Menjadi “orang tak biasa” sejak masa kanak-kanak, Kiai Alimuddin (Kiai Thayyib) dikenal sebagai sufis kharismatis dari Sumenep, Madura. Kemampuannya dalam memadukan ilmu dan amal mengantarnya pada derajat mukasyafah.
Kiai Alimuddin, atau yang juga biasa disapa Kiai Thayyib, merupakan anak kiai kampung yang lahir di Desa Daramista, Kecamatan Lenteng, Kabupaten Sumenep, Madura, Jawa Timur. Tapi, sejak kecil Kiai Alimuddin memang terlihat sebagai “anak yang tak biasa”. Jika anak-anak sebayanya biasa bermain, Kiai Alimuddin justru senang senang berzikir, membaca Al-Quran, dan ke mana pun pergi selalu membawa tasbih.

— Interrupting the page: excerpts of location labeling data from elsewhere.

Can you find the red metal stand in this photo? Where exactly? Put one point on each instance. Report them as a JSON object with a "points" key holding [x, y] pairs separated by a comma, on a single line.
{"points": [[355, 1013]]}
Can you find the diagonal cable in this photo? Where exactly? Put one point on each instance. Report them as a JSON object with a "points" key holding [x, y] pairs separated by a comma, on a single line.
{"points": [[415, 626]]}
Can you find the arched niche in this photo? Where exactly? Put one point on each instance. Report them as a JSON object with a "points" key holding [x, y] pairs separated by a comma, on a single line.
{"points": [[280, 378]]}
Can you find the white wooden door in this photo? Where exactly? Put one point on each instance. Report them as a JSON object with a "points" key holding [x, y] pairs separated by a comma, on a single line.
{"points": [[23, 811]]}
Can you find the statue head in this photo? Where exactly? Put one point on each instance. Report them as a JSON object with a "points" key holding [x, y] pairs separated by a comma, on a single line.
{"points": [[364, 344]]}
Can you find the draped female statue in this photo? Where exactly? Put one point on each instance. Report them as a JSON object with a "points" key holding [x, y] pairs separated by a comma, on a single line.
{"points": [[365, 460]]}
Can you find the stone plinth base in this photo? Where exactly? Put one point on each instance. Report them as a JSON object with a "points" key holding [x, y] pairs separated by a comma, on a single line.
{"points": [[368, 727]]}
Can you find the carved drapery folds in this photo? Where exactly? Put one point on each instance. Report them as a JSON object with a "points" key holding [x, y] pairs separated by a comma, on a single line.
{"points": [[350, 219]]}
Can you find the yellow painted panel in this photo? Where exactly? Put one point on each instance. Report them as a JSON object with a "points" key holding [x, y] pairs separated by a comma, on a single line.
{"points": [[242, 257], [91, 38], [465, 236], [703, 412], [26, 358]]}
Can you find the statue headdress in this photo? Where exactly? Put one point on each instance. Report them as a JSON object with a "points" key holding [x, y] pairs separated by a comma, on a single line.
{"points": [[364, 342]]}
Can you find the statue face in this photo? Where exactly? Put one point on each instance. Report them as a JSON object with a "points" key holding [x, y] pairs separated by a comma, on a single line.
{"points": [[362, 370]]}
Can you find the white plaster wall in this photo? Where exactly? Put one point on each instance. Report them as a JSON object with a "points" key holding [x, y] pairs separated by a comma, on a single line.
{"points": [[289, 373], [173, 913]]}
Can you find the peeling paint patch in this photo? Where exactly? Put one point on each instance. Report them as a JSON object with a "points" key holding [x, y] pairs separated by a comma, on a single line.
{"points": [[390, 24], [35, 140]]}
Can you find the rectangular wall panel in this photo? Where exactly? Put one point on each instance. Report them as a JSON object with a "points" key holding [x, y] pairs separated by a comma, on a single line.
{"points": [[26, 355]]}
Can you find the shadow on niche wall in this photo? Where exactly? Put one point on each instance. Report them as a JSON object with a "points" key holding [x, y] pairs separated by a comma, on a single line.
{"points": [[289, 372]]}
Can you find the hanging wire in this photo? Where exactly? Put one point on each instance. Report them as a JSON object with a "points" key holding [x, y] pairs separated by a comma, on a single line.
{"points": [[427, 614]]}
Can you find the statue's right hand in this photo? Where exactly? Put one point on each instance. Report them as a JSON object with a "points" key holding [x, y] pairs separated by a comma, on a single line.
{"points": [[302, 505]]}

Dibandingkan dengan anak-enak sebayanya, ia juga memiliki kepekaan lebih, kepekaan batin, terhadap lingkungan sekitar. Konon, suatu hari, sang ayah, Kiai Syamiuddin, kehilangan tasbih. Seharian dicari ke mana-mana, sang tasbih tak kunjung ditemukan. Maka dipanggillah seluruh anak-ananya dan ditanyainya satu per satu. Tak ada yang bisa menjawab perihal keberadaan tasbih yang dicari-cari itu kecuali Kiai Alimuddin. Ia menunjuk kamar ayahnya, dan memang di sanalah tasbih itu tertelip.

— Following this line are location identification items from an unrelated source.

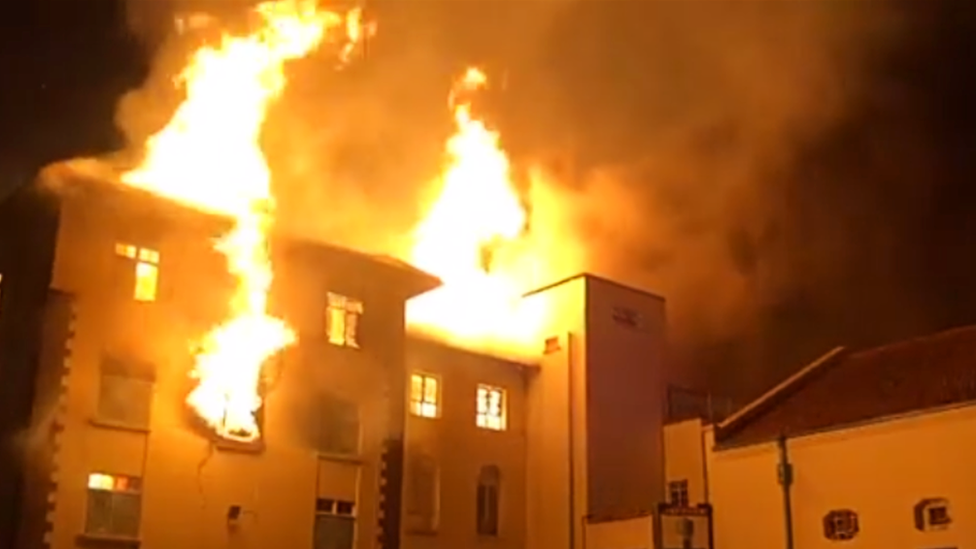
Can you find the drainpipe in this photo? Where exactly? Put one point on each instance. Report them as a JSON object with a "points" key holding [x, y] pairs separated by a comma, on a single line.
{"points": [[785, 474]]}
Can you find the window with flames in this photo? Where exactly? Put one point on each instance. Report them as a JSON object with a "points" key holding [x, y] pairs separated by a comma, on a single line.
{"points": [[491, 408]]}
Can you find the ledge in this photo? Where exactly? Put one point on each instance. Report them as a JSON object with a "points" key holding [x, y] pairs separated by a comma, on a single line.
{"points": [[118, 426], [225, 445], [106, 540], [340, 458]]}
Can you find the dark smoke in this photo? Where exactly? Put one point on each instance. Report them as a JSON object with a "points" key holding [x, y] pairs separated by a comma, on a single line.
{"points": [[707, 150]]}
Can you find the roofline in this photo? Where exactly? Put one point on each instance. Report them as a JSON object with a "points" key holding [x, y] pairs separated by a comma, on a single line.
{"points": [[104, 175], [586, 275], [859, 424], [789, 384]]}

Kebiasaan Kiai Alimuddin kecil yang selalu berzikir, membaca Al-Quran, dan ke mana pun pergi membawa tasbih itu tak pernah ditinggalkan ketika sudah mondok. Sejak kecil, Kiai Alimuddin memang memperoleh pendidikan dan bimbingan agama dari ayahnya. Namun, ketika usianya 17 tahun, Kiai Alimuddin dikirimkan ke Pesantren Darul Hadis Malang, Jawa Timur, untuk memperdalam ilmu agama. Pilihan pondok pesantren ini didasarkan pada hasil istikharah sang ayah.
Di Pondok Pesantren Darul Hadis Malang, Kiai Alimuddin tumbuh berkembang dengan keilmuannya yang mumpuni. Menurut penuturan Kiai Sattar, selama di pondok, Kiai Alimuddin terkenal sebagai orang yang sangat luar biasa di mata teman-temanya. Itu tak lain karena ketekunannya dalam belajar dan berzikir. Ia jarang tidur malam. Hampir seluruh waktunya digunakan untuk berzikir.
Di lingkungan pesantrennya, Kiai Alimuddin dipandang sebagai orang mampu memadukan antara ilmu dan amal. Bukan hanya sebatas itu, ia juga dinilai mampu mengendalikan hawa nafsunya. Karena itu, selama berada di pondok, Kiai Alimuddin tidak pernah melanggar peraturan pesantren atau bertengkar dengan sesama santri.